As more and more women wait longer to start a family, many find out that they’ll need help to conceive. Unfortunately, these couples are often shocked to discover how much fertility treatments actually cost.

Keep reading to understand how much fertility treatments cost, how to find coverage for those treatments, and if you’ll have to pay extra taxes on those benefits.  

Cost of Fertility Treatments  

The average amount that people will spend on fertility treatments depends on what treatment they receive. Here are the most popular treatment types: 

Oral Medications

Some women who are having trouble getting pregnant will be prescribed oral medications to take before going a more invasive route. These drugs can cost several hundred dollars in total, depending on how long a person takes them for and what their insurance covers. 

People can often find generic prescriptions for less or use discount prescription suppliers like Cost Plus Drugs

IUI 

Some couples experiencing fertility problems will start with an IUI cycle before resorting to IVF.  IUI requires that the woman take medication to encourage egg production before being inseminated with sperm in the clinic. 

IUI typically costs between $500 and $4,000 per cycle, depending on the medication used, monitoring visits, and other factors.

IVF

The IVF process involves the woman receiving injections over the course of eight to 14 days to stimulate egg production. Once the eggs have matured, the reproductive endocrinologist retrieves them. The eggs will then be fertilized with the partner’s or donor’s sperm to create embryos. If there are any viable embryos, the doctor will then implant them into the woman. 

The average cost of an IVF cycle is around $23,000, including medication, ultrasounds, genetic testing, and the egg retrieval itself. This may also include the cost of storing embryos for a certain period of time.

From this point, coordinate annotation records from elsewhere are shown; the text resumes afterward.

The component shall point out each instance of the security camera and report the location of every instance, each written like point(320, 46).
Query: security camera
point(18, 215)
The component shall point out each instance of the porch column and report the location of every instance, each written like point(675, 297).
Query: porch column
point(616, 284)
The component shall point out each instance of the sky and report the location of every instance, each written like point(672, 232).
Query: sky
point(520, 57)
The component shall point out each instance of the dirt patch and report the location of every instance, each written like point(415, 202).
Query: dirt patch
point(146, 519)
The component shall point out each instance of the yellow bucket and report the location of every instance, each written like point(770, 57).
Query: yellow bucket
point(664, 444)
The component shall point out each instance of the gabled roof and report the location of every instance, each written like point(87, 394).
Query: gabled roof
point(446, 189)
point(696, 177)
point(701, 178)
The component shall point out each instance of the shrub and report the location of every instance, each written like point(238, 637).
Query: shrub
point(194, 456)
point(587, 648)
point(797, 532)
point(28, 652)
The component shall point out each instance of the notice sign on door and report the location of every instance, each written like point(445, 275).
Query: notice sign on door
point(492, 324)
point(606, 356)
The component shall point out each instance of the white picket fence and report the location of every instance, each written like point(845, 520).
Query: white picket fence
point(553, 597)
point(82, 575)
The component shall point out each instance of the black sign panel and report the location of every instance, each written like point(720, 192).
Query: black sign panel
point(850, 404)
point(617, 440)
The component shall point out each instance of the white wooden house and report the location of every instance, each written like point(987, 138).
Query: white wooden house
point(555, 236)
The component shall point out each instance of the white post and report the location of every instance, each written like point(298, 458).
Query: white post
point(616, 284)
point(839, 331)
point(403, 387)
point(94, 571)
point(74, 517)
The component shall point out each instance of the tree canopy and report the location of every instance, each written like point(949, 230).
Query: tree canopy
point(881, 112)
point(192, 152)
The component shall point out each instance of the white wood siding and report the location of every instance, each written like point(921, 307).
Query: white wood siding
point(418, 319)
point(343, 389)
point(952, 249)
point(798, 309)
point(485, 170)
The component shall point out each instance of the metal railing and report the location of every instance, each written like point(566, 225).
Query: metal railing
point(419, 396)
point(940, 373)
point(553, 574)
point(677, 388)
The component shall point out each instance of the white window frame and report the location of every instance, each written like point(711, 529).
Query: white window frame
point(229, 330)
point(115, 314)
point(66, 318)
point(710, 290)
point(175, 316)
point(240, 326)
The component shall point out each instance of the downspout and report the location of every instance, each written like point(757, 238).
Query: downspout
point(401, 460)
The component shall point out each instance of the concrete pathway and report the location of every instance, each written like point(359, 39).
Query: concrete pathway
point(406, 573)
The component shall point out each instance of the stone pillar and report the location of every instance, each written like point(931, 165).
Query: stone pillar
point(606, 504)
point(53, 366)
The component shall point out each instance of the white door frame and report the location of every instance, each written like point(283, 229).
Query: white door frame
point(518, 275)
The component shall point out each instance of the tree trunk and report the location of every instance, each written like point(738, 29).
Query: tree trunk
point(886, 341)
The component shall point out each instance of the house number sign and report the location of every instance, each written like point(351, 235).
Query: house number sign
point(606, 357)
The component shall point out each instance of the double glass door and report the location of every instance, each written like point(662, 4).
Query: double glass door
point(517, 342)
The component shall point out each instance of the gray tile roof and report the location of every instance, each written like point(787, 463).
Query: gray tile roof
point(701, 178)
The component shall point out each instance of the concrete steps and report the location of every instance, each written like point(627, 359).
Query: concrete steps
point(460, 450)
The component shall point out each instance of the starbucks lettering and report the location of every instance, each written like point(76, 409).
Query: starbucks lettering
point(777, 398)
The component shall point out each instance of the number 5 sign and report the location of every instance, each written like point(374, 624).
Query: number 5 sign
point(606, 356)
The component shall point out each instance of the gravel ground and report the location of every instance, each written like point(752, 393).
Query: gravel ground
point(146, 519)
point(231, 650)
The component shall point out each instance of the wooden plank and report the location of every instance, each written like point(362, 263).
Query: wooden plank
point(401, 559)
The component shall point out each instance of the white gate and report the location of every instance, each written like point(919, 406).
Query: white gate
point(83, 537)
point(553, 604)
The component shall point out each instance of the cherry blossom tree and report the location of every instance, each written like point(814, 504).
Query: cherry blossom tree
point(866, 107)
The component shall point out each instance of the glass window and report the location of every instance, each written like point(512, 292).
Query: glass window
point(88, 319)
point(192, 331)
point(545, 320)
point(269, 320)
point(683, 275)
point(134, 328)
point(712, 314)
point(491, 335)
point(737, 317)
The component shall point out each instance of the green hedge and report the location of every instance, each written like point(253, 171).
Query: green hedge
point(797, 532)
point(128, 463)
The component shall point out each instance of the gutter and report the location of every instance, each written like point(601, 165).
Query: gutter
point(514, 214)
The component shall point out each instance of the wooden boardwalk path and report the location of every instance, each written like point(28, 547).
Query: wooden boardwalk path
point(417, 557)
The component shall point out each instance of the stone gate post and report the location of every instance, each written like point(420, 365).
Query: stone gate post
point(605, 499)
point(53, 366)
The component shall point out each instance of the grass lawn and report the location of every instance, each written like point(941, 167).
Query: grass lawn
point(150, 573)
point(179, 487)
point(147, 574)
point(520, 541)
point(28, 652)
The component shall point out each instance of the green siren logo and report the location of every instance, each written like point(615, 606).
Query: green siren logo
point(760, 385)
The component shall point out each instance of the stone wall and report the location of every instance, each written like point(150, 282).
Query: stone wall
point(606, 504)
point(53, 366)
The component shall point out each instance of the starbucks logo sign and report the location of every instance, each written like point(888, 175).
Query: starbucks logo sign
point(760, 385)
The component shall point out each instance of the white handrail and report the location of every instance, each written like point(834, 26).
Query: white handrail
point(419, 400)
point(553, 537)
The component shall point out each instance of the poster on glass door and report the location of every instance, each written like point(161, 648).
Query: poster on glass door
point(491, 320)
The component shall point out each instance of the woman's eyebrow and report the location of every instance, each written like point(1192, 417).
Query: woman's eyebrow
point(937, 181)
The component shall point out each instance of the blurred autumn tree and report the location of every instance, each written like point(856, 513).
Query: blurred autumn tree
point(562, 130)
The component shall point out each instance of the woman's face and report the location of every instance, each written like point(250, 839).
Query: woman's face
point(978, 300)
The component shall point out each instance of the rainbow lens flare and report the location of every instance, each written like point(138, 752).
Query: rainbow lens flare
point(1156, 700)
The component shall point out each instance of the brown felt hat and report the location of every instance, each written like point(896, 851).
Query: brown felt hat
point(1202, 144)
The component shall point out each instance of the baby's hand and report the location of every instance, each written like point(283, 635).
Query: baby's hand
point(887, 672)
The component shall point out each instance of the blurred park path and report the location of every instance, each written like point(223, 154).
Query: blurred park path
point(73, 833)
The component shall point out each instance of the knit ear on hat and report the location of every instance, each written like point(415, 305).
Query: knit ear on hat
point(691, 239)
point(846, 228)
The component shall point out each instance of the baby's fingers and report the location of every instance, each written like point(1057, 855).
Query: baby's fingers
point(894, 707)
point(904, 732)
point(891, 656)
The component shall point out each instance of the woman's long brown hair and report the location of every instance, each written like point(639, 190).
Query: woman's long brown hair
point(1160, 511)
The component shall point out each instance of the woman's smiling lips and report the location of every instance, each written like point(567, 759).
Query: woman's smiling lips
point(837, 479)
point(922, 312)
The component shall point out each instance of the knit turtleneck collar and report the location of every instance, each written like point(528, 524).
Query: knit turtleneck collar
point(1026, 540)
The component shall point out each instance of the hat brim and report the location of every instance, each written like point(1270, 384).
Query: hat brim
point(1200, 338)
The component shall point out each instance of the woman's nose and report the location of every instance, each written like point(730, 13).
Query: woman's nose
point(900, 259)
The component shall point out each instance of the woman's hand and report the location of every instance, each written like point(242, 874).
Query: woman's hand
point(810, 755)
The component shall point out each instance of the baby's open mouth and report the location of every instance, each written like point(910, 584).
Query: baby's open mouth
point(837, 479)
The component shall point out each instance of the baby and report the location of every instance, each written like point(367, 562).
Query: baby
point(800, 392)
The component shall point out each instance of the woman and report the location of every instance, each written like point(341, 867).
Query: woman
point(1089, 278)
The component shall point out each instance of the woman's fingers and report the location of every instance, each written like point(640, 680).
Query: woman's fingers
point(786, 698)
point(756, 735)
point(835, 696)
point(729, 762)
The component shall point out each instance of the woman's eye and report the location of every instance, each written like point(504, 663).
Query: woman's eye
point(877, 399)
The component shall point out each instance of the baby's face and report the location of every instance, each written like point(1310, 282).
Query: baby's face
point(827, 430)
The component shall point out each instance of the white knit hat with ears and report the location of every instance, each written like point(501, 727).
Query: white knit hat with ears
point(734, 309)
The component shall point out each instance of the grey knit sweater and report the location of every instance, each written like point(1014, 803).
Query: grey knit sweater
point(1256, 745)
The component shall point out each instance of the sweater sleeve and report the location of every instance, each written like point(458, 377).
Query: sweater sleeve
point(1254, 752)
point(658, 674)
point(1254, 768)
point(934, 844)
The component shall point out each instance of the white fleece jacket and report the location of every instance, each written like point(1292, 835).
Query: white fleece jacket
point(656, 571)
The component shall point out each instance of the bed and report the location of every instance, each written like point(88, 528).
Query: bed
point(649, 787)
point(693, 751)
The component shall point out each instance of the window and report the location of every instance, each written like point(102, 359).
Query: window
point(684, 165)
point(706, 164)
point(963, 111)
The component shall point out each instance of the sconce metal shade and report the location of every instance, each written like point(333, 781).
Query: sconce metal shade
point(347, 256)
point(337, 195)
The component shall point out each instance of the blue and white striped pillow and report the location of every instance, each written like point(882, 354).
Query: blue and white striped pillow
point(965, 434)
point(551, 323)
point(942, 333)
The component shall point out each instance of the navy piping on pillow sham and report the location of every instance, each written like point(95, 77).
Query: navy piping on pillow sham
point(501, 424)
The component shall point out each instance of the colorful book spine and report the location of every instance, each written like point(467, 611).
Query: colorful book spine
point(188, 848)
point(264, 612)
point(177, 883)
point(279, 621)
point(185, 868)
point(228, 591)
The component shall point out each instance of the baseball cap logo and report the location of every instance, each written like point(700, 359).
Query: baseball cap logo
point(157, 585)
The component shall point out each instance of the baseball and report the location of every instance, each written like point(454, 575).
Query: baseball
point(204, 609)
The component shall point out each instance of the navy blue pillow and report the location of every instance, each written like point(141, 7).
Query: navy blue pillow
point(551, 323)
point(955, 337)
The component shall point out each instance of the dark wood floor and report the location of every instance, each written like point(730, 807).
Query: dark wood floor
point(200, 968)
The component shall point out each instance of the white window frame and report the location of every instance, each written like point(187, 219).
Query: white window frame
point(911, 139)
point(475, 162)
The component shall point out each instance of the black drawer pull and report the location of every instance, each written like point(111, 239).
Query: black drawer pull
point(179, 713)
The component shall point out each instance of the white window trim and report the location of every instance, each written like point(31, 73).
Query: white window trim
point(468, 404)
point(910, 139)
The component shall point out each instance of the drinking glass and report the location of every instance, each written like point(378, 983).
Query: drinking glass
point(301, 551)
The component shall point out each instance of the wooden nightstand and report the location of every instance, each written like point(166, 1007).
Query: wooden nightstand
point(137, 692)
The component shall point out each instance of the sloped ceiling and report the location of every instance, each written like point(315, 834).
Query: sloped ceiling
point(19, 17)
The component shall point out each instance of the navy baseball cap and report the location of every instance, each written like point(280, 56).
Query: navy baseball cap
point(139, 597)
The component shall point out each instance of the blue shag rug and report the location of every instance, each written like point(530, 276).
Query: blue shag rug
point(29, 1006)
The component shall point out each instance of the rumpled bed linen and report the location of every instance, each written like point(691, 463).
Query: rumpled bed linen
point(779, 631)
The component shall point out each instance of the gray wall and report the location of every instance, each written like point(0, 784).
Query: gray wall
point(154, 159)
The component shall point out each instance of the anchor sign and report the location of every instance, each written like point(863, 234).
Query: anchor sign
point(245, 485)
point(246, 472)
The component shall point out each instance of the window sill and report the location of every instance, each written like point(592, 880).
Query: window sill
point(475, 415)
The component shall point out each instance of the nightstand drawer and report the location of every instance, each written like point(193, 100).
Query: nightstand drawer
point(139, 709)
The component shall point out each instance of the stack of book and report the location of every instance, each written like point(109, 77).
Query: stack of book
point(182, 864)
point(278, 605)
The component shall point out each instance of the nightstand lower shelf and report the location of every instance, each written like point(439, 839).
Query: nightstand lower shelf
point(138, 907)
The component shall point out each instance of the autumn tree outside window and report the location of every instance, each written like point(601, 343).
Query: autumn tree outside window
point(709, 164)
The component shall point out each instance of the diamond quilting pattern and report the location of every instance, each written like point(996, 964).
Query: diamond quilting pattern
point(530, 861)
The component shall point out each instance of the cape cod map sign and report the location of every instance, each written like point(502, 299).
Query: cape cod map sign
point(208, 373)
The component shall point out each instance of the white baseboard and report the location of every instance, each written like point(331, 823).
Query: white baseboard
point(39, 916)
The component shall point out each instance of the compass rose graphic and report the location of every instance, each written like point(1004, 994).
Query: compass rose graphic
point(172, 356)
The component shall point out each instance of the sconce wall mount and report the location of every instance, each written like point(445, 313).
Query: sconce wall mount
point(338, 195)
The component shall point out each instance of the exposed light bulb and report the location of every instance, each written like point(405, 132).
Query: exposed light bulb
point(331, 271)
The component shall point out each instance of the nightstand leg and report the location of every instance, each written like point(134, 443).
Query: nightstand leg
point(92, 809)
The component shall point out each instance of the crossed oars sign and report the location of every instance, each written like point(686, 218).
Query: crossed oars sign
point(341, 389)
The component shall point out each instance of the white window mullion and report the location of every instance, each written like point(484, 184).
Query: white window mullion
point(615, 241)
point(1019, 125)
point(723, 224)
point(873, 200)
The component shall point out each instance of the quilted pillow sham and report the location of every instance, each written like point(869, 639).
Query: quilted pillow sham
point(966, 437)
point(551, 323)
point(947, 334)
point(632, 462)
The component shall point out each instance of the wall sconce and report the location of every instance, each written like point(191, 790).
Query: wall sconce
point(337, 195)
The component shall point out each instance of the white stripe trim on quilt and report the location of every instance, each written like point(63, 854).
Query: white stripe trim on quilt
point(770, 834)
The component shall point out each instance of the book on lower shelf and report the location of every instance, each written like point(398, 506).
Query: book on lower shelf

Unfortunately, many women will need more than one IVF cycle to get pregnant. According to research from Australia, women between 30 and 31 had a 48% chance of having a baby after just one IVF cycle, whereas women between 34 and 35 had a 40% chance of having a baby after one IVF cycle. This means many couples will need to spend more than $50,000 on IVF to get pregnant. 

Employer Coverage for Fertility Treatments 

Some companies may cover a certain number of IUI or IVF cycles, while others provide an annual or lifetime maximum for fertility treatments. Often, a person needs to work at the company for a minimum amount of time to qualify for these benefits.

Fortunately, research has found that companies are starting to increase fertility treatment coverage. In 2020, 28% of companies with more than 500 employees covered IVF, compared to 23% in 2015.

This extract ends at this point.